I hate the fact that people would rather hurt themselves than speak up. I hate that people are holding in their pain just because instead of being listened to, they get bullied. It’s absurd, totally st*pid. We all need help at some point. And we all don’t want to get bullied. So stop shaming if people needs to be heard. And if you need help, speak up without freaking out.

“The only way we can get by in this world is through the help we receive from others. No one can do it alone, no matter how great the machines are.”

6. Live in the moment… and maybe bring memories back?

I really am a fan of making journals and documenting memories – good and bad. But like some people, I used to try to just “live in the moment” and not care about getting back in time. But then every time I read these little journals, or some blog posts I shared, I always think, “oh I want to do this my whole life and go back to the memories when I’m already a  granny.”

I know this is not mine to decide (well, I’m the mom, hello?), but I am planning to make this cute printed album and handwritten journals for Mnemo. I hope she’s gonna enjoy what I do, too.

7. Okay. Live in the moment, bring back memories, and don’t live by your emotions? How life becomes more ironic over time?

“Emotions are like passing storms, and you have to remind yourself that it won’t rain forever. You just have to sit down and watch it pour outside and then peek your head out when it looks dry.”

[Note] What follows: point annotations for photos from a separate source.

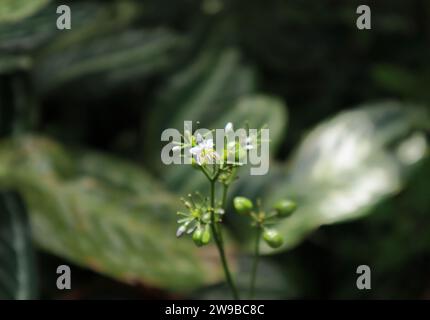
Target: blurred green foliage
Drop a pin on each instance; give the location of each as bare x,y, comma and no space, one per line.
128,69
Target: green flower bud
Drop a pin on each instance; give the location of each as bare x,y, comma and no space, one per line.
273,238
197,236
206,236
285,208
242,205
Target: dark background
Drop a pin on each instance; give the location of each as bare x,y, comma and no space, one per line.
307,53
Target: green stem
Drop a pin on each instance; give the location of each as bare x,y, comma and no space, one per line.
255,264
220,245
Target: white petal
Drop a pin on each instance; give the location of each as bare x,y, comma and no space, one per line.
180,231
209,143
195,150
228,127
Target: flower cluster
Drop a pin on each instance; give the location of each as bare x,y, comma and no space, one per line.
264,221
203,151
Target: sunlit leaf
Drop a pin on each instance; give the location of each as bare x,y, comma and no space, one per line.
105,214
350,163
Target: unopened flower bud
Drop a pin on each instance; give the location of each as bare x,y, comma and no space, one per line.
206,236
242,205
285,208
197,236
273,238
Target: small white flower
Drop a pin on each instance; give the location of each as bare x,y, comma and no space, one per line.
204,151
181,230
228,127
248,144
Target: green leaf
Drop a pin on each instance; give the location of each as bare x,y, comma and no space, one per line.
109,61
18,276
104,214
15,10
348,164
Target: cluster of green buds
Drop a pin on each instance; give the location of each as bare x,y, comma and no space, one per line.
197,219
265,221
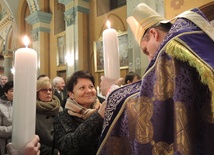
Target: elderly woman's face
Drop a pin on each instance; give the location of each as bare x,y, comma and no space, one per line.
9,94
45,94
84,92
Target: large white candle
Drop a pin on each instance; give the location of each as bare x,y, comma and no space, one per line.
111,53
24,99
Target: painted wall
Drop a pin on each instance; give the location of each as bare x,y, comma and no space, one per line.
175,7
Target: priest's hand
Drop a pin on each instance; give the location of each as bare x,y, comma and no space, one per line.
107,85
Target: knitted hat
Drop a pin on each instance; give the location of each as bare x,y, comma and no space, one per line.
143,18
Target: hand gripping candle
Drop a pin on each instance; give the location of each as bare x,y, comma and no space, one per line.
111,53
24,99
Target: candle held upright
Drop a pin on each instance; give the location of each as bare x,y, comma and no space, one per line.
24,100
111,53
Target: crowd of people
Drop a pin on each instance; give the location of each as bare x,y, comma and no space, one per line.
169,110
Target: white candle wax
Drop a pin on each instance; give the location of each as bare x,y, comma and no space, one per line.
24,99
111,54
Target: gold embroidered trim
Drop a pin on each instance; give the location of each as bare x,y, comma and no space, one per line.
205,71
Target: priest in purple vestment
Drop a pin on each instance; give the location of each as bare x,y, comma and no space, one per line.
171,110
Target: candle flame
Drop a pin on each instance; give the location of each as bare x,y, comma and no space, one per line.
108,24
26,41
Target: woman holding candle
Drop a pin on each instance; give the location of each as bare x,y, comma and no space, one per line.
77,129
6,102
47,107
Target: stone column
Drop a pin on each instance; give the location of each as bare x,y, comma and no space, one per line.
76,20
40,35
8,63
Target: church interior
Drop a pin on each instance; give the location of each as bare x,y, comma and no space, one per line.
67,34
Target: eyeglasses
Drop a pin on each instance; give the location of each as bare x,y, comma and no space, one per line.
45,90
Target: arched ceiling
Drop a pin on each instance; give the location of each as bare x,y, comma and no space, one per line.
11,6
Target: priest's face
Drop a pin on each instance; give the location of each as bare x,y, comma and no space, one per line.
150,43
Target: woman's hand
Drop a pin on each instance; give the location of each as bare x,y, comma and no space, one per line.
102,109
31,148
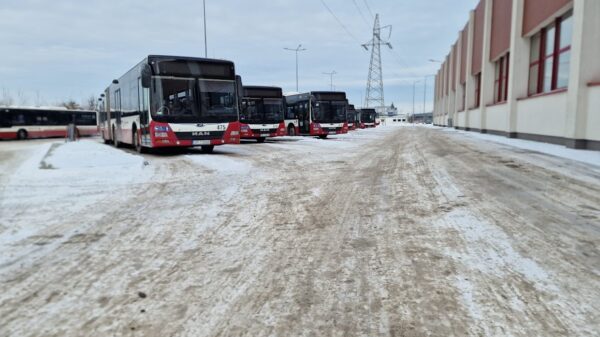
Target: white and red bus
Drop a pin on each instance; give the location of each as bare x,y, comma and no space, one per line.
172,101
261,115
319,113
27,123
367,118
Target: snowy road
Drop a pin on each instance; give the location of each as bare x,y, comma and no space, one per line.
407,231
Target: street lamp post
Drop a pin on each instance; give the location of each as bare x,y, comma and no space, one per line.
205,39
297,50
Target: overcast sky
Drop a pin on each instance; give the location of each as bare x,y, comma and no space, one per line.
71,49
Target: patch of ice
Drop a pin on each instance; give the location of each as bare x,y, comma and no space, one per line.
584,156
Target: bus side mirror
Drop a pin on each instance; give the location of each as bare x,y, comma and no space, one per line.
240,87
146,76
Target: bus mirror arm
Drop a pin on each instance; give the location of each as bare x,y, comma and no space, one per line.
146,76
240,87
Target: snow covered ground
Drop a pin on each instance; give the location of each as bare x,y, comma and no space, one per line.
584,156
399,230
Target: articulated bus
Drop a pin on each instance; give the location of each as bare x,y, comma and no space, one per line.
367,118
262,113
352,118
25,123
319,113
171,101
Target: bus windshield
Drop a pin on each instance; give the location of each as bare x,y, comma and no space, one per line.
329,112
351,116
189,100
369,117
262,111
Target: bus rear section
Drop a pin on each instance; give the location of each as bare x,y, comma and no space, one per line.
29,123
319,113
170,101
262,113
367,118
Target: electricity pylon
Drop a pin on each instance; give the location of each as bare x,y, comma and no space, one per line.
375,97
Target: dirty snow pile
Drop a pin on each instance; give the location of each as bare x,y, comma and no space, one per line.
64,178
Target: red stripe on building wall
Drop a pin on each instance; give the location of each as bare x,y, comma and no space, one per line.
463,54
537,11
501,24
454,57
447,69
478,38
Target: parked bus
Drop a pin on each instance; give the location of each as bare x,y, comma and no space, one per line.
171,101
319,113
352,117
367,118
262,113
26,123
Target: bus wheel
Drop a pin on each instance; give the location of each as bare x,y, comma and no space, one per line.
137,144
291,131
207,148
22,134
115,141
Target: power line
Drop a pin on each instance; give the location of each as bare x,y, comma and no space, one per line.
339,21
361,14
369,8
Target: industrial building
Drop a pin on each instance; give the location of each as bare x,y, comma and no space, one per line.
525,69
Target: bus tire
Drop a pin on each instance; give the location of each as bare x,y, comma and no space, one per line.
207,148
22,134
115,140
291,131
137,144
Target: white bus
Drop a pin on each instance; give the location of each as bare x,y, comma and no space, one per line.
319,113
171,101
27,123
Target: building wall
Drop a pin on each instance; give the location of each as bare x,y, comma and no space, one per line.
568,116
542,115
501,15
496,118
536,12
593,116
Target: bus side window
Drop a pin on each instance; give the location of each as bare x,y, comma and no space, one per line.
5,120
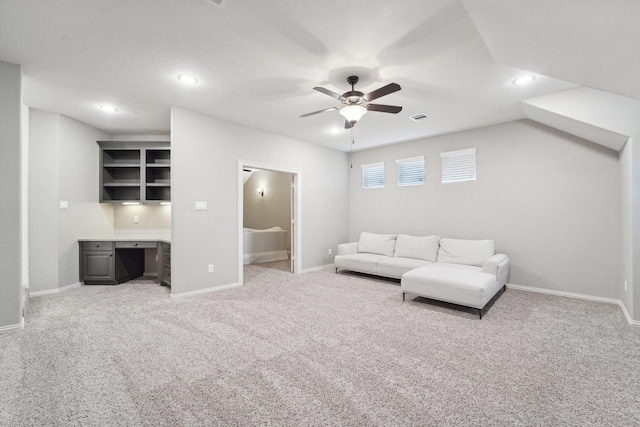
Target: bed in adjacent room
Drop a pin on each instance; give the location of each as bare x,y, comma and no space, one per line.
264,245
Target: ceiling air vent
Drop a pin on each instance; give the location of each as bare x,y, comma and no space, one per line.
216,3
418,117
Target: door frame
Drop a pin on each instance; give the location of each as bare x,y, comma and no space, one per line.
296,206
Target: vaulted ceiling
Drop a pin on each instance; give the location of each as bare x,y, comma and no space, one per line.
257,62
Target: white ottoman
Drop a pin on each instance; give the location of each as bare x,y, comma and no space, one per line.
453,283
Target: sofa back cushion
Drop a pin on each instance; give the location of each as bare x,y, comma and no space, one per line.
467,252
418,247
381,244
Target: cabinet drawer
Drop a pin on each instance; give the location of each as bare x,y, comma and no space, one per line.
134,244
97,246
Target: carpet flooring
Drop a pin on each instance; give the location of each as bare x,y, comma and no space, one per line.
317,349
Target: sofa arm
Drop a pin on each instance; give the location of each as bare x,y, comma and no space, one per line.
498,265
348,248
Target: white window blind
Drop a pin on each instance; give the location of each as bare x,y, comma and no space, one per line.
410,171
373,175
458,166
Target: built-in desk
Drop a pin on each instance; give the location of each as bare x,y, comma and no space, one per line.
114,260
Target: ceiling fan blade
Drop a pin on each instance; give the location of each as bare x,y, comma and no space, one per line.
384,90
320,111
384,108
329,92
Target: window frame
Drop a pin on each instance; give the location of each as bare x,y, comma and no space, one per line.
408,161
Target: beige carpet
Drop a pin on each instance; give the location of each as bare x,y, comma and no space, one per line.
316,349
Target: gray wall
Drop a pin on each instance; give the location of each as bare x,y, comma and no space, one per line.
272,209
630,175
10,242
551,201
63,165
205,154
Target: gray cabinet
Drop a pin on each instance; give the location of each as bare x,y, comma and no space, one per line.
135,171
164,263
110,263
97,263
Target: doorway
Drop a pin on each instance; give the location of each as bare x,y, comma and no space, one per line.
269,204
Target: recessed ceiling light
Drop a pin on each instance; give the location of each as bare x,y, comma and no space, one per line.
108,108
418,117
187,79
523,80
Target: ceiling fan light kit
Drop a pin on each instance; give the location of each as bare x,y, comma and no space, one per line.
356,103
353,113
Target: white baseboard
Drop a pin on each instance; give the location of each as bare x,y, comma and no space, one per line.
206,291
12,327
318,268
578,296
55,291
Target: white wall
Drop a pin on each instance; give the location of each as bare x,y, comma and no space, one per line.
205,153
551,201
153,219
272,209
10,241
24,194
63,166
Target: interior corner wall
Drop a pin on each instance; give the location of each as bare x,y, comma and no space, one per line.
204,163
551,201
78,159
274,207
63,165
43,200
630,178
10,241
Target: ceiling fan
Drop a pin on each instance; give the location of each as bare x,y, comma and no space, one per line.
356,103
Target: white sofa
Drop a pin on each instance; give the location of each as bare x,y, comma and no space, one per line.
463,272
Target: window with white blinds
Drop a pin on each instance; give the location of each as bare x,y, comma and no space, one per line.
410,171
373,175
458,166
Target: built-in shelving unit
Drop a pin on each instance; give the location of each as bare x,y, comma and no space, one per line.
135,171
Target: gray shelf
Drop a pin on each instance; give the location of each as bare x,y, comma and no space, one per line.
135,171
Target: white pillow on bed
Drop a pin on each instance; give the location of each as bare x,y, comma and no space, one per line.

I can’t believe I’m saying this, but I thank God I have all these challenges and pain in my life. I love the thought of “malalagpasan ko din ito in God’s time”. It feels great whenever I tell myself “ang galling ko, ang tapang ko, dahil nakaya ko to”, “I made it”, “I survived”. It makes me a lot more stronger and braver and honestly, after every storm, I see myself as a perfect rainbow with these perfect and bright colors, and it’s just beautiful. You know what? People having faith in you, trusting you, seeing you as an inspiration, is just one of the things I am thankful for. The greatest gift I’ve ever received from myself are the faith, trust, inspiration and a lot more positive things one person rarely gives herself. Thank you, God, my family, my baby, friends, and Amy Poehler for making me realize that.

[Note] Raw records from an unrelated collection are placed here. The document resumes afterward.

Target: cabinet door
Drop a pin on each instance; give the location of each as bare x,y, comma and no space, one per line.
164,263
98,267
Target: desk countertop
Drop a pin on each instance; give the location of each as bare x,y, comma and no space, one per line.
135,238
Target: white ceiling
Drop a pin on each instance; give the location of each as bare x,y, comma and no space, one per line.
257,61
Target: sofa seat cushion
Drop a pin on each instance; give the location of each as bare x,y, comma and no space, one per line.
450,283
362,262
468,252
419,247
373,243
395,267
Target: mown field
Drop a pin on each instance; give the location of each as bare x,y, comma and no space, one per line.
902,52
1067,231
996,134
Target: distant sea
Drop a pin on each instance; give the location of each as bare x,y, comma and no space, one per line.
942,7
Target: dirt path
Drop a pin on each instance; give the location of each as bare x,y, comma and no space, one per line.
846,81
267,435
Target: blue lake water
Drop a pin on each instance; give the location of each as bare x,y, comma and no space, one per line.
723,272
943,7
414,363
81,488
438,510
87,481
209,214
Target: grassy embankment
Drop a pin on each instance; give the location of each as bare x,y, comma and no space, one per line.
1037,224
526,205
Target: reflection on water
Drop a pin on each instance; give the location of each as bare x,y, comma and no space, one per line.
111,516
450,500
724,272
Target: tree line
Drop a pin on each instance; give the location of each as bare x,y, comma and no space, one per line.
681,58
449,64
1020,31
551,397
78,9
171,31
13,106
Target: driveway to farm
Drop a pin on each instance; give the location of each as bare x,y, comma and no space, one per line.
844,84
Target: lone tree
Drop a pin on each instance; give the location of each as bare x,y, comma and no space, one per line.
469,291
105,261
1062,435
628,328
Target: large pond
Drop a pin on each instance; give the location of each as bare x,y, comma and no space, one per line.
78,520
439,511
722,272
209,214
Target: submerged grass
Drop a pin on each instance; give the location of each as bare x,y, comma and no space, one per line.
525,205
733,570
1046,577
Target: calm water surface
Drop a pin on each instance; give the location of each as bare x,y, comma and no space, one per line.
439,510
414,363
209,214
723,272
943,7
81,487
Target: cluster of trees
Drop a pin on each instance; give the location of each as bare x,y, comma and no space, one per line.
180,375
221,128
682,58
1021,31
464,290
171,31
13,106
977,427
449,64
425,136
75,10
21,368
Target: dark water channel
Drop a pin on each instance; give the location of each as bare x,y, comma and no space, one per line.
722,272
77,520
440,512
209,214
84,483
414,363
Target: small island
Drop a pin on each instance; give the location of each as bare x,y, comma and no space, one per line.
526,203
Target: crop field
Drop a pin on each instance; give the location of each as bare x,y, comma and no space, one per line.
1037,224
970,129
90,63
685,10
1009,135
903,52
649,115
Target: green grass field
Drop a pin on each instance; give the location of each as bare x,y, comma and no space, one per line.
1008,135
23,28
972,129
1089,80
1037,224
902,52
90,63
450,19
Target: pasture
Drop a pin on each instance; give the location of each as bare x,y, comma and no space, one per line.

9. Just say “yes, please”.

Saying yes, according Poehler, is about being vulnerable yet strong, independent yet open for other people’s points of view, sounding kind of bossy but with good manners (hahaha). Stop resisting being needy. Stop feeling guilty for going after what you want.

“Saying “yes” doesn’t mean I don’t know how to say no, and saying “please” doesn’t mean I am waiting for permission.”

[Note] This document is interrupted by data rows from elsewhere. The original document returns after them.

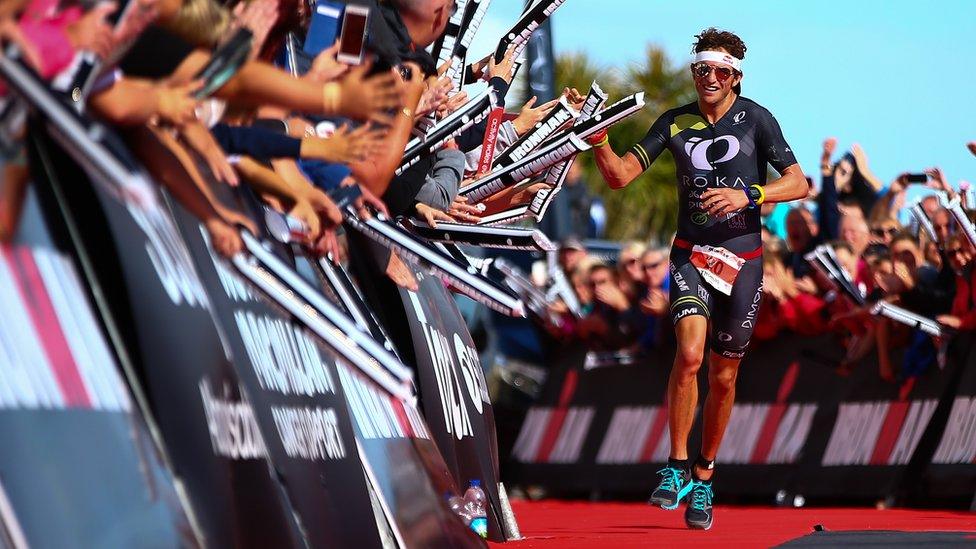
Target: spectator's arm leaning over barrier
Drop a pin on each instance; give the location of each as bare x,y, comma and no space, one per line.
828,212
500,78
443,180
134,101
375,173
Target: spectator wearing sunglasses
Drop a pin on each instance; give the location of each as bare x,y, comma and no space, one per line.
629,271
959,253
654,303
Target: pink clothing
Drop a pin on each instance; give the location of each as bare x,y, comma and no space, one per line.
43,25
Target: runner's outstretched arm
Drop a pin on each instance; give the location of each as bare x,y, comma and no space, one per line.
792,185
618,172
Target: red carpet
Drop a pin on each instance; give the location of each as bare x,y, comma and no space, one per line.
567,524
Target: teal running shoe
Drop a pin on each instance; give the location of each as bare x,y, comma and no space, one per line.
675,484
699,512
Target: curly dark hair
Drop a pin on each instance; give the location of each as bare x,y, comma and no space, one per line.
712,39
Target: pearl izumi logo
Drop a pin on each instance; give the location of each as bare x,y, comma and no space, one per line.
697,149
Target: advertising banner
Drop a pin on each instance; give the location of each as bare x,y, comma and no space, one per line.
75,446
797,425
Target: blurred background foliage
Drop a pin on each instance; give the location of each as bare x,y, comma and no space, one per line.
647,208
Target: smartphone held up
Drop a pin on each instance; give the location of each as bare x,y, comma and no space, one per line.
349,24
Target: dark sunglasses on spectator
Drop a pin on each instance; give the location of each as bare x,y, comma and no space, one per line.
702,70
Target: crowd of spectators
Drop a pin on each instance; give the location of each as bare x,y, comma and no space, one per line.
295,127
624,306
292,126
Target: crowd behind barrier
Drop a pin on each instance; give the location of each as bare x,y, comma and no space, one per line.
203,209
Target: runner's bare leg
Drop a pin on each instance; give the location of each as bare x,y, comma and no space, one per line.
718,407
683,383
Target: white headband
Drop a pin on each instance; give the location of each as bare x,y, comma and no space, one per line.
719,57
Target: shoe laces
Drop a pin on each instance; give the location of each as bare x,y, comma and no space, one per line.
672,478
701,496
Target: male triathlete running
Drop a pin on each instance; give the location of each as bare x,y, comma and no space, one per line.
721,145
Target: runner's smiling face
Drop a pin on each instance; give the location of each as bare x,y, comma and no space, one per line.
715,87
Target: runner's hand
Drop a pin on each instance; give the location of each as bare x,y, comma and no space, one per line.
724,201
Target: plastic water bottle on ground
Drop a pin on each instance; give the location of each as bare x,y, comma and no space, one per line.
475,503
456,503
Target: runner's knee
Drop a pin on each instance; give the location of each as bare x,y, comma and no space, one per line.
722,379
689,358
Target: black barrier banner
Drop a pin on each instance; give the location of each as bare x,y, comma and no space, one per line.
407,477
454,394
298,404
951,472
404,465
75,448
138,257
796,424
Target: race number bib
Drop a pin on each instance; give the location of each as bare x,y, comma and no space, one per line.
718,266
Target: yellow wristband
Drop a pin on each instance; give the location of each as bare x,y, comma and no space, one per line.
762,194
330,97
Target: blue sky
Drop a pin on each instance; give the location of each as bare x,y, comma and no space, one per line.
898,77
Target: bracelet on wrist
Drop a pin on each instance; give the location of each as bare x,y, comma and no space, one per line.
752,201
330,97
761,192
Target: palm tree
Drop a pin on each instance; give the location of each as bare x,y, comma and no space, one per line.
647,208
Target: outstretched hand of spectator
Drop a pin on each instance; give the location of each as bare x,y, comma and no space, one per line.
198,137
530,115
305,212
329,215
431,215
224,239
259,17
452,104
345,146
175,103
328,245
367,201
574,97
612,296
830,144
461,210
369,98
92,31
938,181
504,69
655,303
325,67
949,320
435,95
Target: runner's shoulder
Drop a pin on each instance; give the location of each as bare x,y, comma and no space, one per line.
670,114
755,109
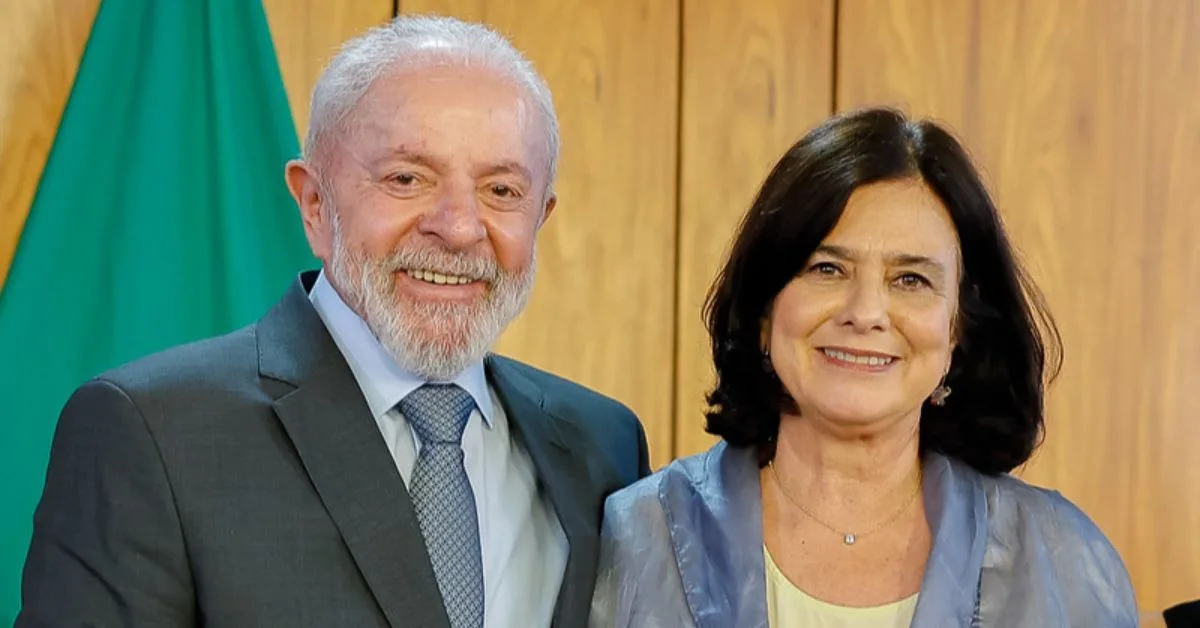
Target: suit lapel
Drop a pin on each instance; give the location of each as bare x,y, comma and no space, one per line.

Is this book an entertainer? Yes. And no. I don’t think that was the goal of this book.  I think this is meant to give us a little overview into Amy’s life, an author’s life, a mom’s life, a woman’s life. I think it is meant to give us inspirations and provide us life lessons that life is indeed complicated but fun and that life is meant to be lived.

P.S. I would like to thank my good friend, again, for being my ebook librarian, for spoiling me with every book I want to read. Since I wanted to know and understand more about depression and mental health in general, I looked for books that just right fit to my interests. Good thing there are friends who are always ready to give us a helping hand or just finding a copy of such books.

My Goodreads Review

Yes PleaseYes Please by Amy Poehler

My rating: 5 of 5 stars

It’s nice learning from other people’s life experiences. I mean, we all have different perspectives, things happen to us and we feel things differently, but there are points that are relatable to everyone and those are perfectly presented in this book. I love the way Poehler wrote it. It just felt like an informal way of telling stories to a friend, which made it more engaging and more interesting. Made it to my most fave books so far!